Having written the above, I received the following letter sent to the Diocese of New York (forwarded to me). I think we are saying the same thing but weighted differently. Bishop Sisk needed to write his letter. I’m glad he did. I also needed to write my blog.


February 29, 2008

To the clergy and people of the Diocese of New York

My Dear Brothers and Sisters in Christ,

It is with sadness that I write to you.

The March 3, 2008 issue of The New Yorker contains an article by Honor Moore which is drawn from her forthcoming book A Bishop’s Daughter (prepublication copies of which are in circulation). While the book is, in the main, autobiographical, Ms Moore goes into considerable detail about the private life of her father, Paul Moore, Jr., the 13th Bishop of New York.

Her description of him comes as a shock to many of us. The man that so many of us knew and admired was a man of enormous personal courage, a passionate, articulate, and tireless champion of the poor, the disenfranchised and the most desperately helpless in society. He was all that, but as Ms Moore tells us there was another side to him, a man who led a secret double life. While on the one hand he inspired people to work for, and hope for, a community that could stand against the powers of oppression and exploitation, on the other he was himself an exploiter of the vulnerable.

Ms Moore’s article brings to light what appears to be her father’s decades long violation of his wedding vows. This was an offense of the most serious nature. Any person who has extra-marital relations commits an offense. This is true whichever party is married: whether clergy or lay, same-sex or heterosexual. Whatever the circumstances, it is family relationships which are broken. And, indeed a point of Ms Moore’s article would seem to be just that: the relationships between Bishop Moore and Ms Moore and her mother indeed were evidently severely damaged. The preservation of those relationships is an important aspect of the Christian life and of course of the life of its ordained ministry. Actions such as those which Ms Moore reports are wrong and could quite conceivably result in the most severe penalties that the church can apply to an ordained person.

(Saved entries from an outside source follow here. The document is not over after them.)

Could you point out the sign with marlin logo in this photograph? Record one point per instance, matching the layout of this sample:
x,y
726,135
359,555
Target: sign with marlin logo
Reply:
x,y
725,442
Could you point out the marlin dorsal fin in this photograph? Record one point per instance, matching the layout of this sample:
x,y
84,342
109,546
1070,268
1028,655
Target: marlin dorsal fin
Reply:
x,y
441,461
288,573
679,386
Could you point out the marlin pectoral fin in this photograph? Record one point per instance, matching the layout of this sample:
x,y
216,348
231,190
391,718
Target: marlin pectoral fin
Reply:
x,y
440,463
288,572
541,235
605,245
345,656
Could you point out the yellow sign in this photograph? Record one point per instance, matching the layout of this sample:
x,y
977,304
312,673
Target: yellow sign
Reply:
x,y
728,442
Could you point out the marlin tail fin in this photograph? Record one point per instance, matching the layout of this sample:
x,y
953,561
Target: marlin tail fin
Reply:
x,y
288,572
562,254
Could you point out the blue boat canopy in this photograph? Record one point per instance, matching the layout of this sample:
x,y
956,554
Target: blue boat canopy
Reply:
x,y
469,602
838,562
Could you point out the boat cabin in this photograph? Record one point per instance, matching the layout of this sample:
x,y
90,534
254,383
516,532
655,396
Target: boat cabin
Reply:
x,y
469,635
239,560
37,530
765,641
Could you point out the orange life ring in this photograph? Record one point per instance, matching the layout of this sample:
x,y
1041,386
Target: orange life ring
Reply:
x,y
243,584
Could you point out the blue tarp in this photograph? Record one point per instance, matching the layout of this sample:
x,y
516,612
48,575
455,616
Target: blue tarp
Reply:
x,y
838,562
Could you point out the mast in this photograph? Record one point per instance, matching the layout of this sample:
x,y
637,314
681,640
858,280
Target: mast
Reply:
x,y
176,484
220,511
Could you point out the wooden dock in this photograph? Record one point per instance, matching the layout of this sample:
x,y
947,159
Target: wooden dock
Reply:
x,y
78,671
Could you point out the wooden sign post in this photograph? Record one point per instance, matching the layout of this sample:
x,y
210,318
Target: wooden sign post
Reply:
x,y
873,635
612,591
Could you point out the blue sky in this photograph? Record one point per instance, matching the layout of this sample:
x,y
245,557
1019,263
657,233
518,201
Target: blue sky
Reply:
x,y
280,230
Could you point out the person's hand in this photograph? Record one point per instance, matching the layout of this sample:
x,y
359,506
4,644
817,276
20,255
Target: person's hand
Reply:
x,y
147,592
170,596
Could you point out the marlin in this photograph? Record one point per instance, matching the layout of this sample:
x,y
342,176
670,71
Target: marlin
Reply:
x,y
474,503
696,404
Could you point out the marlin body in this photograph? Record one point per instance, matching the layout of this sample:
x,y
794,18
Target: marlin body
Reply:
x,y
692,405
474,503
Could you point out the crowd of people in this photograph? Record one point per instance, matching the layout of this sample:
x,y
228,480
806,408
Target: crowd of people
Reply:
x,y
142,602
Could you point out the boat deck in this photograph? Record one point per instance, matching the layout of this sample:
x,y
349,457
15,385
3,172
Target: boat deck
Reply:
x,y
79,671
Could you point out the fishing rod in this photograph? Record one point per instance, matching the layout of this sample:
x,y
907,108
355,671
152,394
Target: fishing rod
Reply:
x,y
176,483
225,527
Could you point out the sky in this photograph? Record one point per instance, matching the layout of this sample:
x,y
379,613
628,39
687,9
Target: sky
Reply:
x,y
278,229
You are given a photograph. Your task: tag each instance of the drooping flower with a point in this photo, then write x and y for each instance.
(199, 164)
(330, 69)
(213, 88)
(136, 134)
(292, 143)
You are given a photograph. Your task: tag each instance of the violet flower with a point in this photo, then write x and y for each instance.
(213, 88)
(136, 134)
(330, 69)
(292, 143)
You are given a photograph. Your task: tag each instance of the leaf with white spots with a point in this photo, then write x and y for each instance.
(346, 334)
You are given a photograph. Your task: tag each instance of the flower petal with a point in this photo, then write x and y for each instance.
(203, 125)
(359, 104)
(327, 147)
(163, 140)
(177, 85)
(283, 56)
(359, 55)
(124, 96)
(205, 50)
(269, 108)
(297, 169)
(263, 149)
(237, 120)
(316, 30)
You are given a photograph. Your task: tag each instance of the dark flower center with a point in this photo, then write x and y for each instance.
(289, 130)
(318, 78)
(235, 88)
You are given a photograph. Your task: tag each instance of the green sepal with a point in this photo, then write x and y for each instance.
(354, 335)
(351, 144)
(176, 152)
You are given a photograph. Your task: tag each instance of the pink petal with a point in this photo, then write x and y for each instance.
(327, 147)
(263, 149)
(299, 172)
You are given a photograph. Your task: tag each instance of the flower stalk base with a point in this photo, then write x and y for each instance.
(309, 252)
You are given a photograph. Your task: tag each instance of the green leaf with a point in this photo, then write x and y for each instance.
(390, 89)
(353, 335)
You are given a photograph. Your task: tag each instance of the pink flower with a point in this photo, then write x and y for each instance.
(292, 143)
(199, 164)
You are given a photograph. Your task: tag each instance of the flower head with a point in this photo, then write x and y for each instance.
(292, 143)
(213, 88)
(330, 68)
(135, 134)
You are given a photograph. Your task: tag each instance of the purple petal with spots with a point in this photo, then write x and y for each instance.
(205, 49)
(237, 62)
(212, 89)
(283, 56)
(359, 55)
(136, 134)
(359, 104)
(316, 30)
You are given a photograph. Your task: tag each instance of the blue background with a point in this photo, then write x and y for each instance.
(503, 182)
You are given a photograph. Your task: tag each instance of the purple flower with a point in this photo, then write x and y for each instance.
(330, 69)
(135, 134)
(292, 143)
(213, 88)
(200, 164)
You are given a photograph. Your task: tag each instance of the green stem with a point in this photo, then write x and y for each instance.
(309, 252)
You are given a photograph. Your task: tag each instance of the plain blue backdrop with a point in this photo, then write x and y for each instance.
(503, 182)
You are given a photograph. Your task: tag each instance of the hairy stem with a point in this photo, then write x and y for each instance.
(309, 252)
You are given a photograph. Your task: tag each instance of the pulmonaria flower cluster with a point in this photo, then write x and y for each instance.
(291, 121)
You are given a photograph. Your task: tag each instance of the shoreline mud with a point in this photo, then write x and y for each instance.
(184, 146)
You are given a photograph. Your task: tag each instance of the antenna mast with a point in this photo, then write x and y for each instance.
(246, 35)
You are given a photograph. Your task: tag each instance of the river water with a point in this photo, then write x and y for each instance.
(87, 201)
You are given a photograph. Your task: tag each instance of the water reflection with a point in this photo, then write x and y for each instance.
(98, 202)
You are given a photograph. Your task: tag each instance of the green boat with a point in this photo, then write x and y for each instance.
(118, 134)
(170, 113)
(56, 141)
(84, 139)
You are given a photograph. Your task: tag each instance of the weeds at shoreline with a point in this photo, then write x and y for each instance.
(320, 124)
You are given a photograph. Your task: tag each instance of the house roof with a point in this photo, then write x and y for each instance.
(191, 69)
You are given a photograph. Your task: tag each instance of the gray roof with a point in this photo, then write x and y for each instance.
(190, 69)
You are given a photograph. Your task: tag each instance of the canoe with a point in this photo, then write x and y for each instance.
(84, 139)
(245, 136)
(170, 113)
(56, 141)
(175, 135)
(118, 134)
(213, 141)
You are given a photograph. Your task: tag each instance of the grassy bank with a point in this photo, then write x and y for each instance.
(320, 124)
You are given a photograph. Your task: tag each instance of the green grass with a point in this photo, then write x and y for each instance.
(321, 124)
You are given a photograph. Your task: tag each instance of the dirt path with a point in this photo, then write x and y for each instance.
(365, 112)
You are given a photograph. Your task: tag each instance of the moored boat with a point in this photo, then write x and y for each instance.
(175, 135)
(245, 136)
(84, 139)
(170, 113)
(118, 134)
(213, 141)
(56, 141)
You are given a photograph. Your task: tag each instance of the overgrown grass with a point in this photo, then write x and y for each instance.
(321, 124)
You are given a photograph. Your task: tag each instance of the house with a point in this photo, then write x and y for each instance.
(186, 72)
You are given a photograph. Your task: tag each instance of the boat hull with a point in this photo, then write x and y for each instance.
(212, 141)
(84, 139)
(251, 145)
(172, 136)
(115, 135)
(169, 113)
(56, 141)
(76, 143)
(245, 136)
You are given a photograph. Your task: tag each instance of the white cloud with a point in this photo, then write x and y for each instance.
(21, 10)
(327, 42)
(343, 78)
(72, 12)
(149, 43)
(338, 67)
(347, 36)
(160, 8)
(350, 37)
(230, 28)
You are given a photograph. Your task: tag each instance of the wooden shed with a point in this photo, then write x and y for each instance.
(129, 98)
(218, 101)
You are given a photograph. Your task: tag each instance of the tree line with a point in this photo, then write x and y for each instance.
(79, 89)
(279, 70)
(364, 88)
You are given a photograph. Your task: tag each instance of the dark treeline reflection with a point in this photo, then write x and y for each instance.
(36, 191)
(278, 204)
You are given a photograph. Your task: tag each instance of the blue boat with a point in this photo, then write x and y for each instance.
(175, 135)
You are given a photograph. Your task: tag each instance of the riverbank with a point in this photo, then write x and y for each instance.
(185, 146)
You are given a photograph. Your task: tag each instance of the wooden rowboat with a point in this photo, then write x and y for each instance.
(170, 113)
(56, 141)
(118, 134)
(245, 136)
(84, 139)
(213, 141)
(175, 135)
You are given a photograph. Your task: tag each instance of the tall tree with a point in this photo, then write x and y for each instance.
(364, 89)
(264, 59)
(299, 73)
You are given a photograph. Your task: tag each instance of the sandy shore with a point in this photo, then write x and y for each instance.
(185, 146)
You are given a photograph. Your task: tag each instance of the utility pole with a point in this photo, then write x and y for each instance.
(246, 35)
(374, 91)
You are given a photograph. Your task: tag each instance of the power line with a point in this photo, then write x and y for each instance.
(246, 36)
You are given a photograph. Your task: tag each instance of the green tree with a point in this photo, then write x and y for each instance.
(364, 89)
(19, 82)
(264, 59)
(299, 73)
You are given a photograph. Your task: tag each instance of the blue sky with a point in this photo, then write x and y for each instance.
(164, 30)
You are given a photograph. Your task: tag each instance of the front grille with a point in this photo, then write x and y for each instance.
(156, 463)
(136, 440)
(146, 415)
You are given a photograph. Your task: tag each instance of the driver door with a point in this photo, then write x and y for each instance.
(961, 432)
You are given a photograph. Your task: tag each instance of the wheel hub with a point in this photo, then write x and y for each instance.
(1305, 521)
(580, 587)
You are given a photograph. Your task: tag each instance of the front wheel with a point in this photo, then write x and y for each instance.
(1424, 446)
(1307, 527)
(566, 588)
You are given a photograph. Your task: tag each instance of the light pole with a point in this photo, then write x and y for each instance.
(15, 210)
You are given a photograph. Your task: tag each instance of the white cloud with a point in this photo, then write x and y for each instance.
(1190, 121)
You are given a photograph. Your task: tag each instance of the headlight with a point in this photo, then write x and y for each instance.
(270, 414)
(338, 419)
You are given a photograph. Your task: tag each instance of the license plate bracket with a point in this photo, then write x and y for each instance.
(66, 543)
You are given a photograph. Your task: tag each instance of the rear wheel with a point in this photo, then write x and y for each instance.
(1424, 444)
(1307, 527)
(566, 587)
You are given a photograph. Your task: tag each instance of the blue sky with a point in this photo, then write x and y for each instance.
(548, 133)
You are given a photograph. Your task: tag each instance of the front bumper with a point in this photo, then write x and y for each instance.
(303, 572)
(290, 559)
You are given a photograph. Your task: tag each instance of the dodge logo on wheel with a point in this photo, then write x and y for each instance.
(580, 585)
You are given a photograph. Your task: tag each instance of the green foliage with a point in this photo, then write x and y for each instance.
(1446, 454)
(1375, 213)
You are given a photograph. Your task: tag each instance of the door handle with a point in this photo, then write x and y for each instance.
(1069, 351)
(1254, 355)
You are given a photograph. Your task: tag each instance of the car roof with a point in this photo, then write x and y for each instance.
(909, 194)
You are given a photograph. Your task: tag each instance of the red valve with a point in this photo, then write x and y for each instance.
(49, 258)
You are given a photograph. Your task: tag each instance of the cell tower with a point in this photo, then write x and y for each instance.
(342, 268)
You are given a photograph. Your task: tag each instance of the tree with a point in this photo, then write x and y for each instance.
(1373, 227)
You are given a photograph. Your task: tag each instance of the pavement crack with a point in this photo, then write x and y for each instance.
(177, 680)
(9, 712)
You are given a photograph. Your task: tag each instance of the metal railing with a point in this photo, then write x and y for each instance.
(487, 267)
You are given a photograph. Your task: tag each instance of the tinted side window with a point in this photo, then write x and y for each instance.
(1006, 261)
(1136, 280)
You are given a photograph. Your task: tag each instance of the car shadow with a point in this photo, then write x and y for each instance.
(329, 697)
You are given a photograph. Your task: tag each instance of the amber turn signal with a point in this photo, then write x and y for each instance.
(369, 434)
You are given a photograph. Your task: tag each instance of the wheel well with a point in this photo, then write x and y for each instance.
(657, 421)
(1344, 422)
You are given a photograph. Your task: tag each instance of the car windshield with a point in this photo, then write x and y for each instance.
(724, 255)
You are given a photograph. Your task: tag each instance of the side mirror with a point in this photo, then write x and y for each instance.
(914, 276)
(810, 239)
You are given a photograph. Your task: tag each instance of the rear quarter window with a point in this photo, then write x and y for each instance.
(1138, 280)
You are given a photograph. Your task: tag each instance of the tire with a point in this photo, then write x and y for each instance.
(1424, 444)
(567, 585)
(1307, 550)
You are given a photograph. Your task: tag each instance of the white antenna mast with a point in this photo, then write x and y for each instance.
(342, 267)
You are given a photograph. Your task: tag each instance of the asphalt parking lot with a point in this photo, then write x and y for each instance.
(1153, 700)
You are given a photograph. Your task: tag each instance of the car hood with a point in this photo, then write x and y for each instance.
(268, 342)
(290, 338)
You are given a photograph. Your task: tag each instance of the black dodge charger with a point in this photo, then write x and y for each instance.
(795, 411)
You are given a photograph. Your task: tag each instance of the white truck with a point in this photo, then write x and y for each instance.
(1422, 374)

But there is more. It appears as well that Bishop Moore violated his ordination vows in another respect. The long term extra-marital relationship that his daughter describes was begun, according to her account, with a young man who had come to the Bishop for counseling. That inappropriate relationship is a fundamental violation of an ordained person’s vow to minister to the needs of those entrusted to his or her care; never is this more so than when working with the vulnerable who have come seeking pastoral care. Sadly the violation of trust that Ms Moore reports is consistent with behavior recorded in complaints about Bishop Moore’s exploitative behavior received by the office of the Bishop of New York. As Canon Law required, the concerns of those complainants (who wished their identities held in confidence) were duly conveyed to the then Presiding Bishop Edmond Browning for disposition.

Though A Bishop’s Daughter reveals Paul Moore to have been a vastly more complex man than many of us who admired and respected him ever knew, and though there can be no excuse for the enormity of the betrayal of personal trust that he perpetrated in his private life, yet similarly there can be no diminution of the greatness, the nobility even, of the purposes and goals of his public life. We are left seeing a deeply flawed man in desperate need of God’s merciful grace. As are we all.

Faithfully yours,

+ Mark Sisk, Bishop of New York

1 Comment

LibbyMarch 1st, 2008 at 4:30 am

The New Yorker podcast for the March 3 edition is an interview with Honor Moore, who speaks of her father with great love, admiration, and sympathy. She touches on this issue–why write this?–and comes to the conclusion that in the writing she got to know and sympathize with her father more than she had in life. That doesn’t, of course, answer the question–why publish?–but it may hint at it as well. I haven’t seen the issue yet (my New Yorkers get here late) so I can’t speak to the tone of the piece, but she was quite open and forthright in the interview.